During his tenure as Canada Research Chair in Health Services Research in Cancer (Tier 2), radiation oncologist Tim Whelan served at the forefront of radiation therapy research, leading randomized trials that evaluated novel radiation regimens in breast cancer, changing cancer treatment practice not just in Canada, but across North America.

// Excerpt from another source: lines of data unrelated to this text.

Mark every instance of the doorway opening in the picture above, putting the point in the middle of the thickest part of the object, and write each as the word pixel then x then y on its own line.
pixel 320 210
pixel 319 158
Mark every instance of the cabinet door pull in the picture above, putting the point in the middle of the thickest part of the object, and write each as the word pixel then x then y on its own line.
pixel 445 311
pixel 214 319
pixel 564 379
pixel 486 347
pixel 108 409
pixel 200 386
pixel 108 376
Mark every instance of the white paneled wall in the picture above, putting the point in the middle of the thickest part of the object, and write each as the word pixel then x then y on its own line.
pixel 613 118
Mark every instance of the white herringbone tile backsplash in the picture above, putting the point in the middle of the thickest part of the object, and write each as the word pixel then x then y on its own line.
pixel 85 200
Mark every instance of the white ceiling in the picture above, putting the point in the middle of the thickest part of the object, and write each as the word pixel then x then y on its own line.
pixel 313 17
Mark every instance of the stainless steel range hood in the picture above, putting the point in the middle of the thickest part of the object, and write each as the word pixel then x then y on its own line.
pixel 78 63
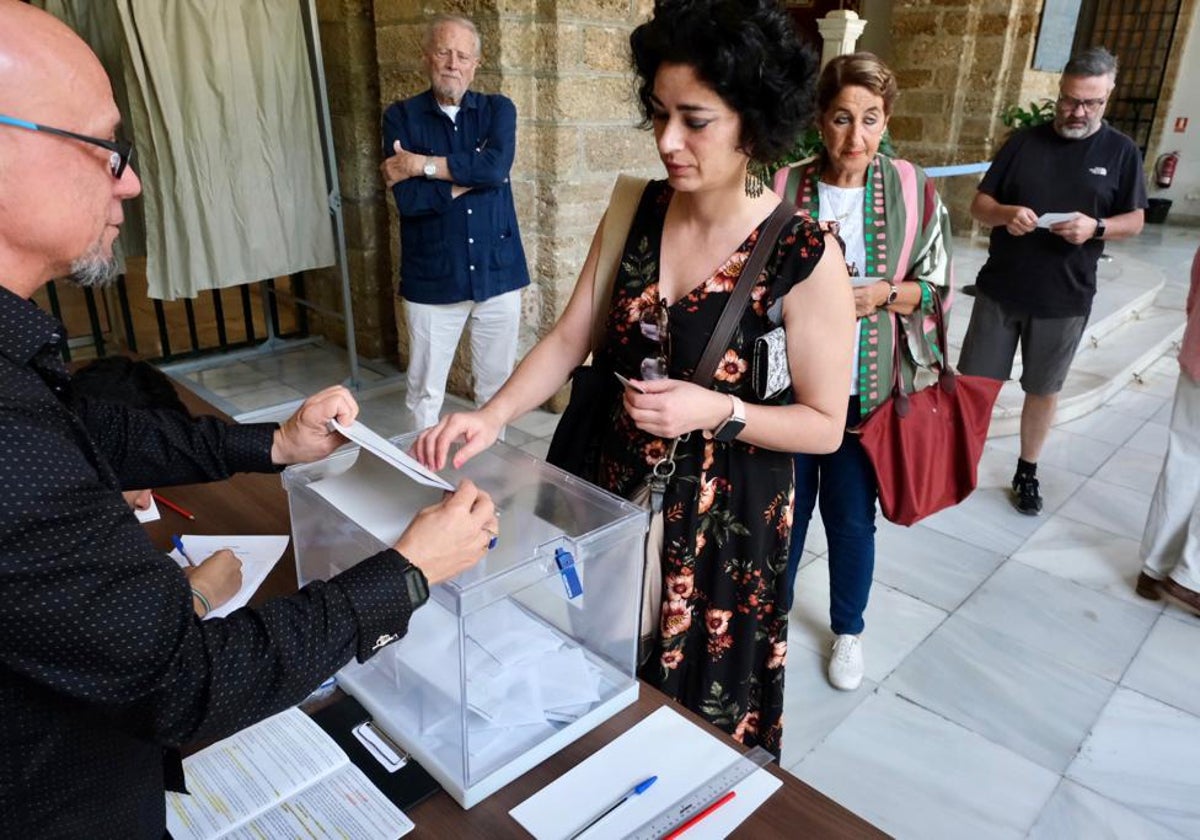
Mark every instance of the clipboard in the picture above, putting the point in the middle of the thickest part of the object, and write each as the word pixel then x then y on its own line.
pixel 405 787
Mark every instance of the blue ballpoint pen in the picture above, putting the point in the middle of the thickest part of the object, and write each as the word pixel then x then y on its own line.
pixel 179 547
pixel 635 791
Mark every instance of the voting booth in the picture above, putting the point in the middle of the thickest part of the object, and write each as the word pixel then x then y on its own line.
pixel 513 659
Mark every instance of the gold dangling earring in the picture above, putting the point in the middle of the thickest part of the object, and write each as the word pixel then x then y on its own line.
pixel 755 179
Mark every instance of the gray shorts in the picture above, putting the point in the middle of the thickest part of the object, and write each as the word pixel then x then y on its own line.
pixel 1048 346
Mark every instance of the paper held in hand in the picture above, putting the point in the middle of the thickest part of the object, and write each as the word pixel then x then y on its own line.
pixel 384 449
pixel 1048 219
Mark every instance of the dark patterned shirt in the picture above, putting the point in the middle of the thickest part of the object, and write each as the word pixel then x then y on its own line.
pixel 103 664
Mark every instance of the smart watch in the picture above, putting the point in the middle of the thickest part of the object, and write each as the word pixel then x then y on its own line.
pixel 732 425
pixel 415 582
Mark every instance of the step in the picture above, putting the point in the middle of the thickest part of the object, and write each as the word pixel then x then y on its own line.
pixel 1101 369
pixel 1133 323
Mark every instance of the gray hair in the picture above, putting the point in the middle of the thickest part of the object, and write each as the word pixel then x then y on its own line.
pixel 1092 61
pixel 439 21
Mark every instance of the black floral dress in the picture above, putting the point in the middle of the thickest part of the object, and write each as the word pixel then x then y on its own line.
pixel 727 510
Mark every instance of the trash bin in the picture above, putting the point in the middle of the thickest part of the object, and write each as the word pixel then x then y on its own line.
pixel 1156 214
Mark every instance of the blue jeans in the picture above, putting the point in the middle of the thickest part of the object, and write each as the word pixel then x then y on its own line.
pixel 845 483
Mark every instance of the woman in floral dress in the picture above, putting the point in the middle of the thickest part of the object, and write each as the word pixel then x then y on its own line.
pixel 718 77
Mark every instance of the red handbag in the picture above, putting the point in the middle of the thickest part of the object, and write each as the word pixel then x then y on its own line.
pixel 925 447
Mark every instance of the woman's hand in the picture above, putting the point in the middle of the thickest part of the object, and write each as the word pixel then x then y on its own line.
pixel 217 579
pixel 475 430
pixel 669 408
pixel 868 300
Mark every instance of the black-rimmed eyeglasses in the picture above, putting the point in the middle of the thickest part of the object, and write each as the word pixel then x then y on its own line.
pixel 655 327
pixel 1069 105
pixel 121 151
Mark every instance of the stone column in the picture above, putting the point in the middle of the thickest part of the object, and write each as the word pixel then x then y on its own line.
pixel 840 30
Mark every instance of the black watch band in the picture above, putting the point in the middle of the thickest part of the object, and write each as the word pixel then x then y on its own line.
pixel 415 582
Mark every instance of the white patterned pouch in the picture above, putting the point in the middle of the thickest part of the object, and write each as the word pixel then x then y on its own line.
pixel 769 370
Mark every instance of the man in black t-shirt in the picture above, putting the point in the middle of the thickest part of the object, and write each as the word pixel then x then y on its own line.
pixel 1053 195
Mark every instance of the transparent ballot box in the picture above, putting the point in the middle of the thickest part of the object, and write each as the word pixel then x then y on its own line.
pixel 511 660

His research successes have propelled Whelan to a Tier 1 Canada Research Chair in Breast Cancer Research, where he will forge new paths in the study of the biomarkers that indicate the presence of a cancerous tumour to determine if they can be used to help individualize the treatment of early breast cancer to lessen the toxicity and cost of unnecessary treatment.  Whelan w ill also continue to conduct clinical trials to optimize radiation therapy for women with breast cancer and evaluate new technologies in radiation therapy.

"Our government is investing in the people and ideas that will keep Canada at the forefront of the global economy," said Gary Goodyear, minister of state for science and technology. "The Canada Research Chairs are helping to develop, attract and retain the world's top researchers here in our country."

Other McMaster recipients of new and renewed Canada Research Chairs included: Sigal Balshine, Department of Psychology; Tom Maibaum, Department of Computing and Software; Prashant Mhaskar, Department of Chemical Engineering; Yurij Mozharivskyj, Department of Chemistry and Chemical Biology; and Ravi Selvaganapathy, Department of Mechanical Engineering.

Tier 1 Chairs, tenable for seven years and renewable, are for outstanding researchers acknowledged by their peers as world leaders in their fields. Tier 2 Chairs, tenable for five years and renewable once, are for exceptional emerging researchers, acknowledged by their peers as having the potential to lead in their field.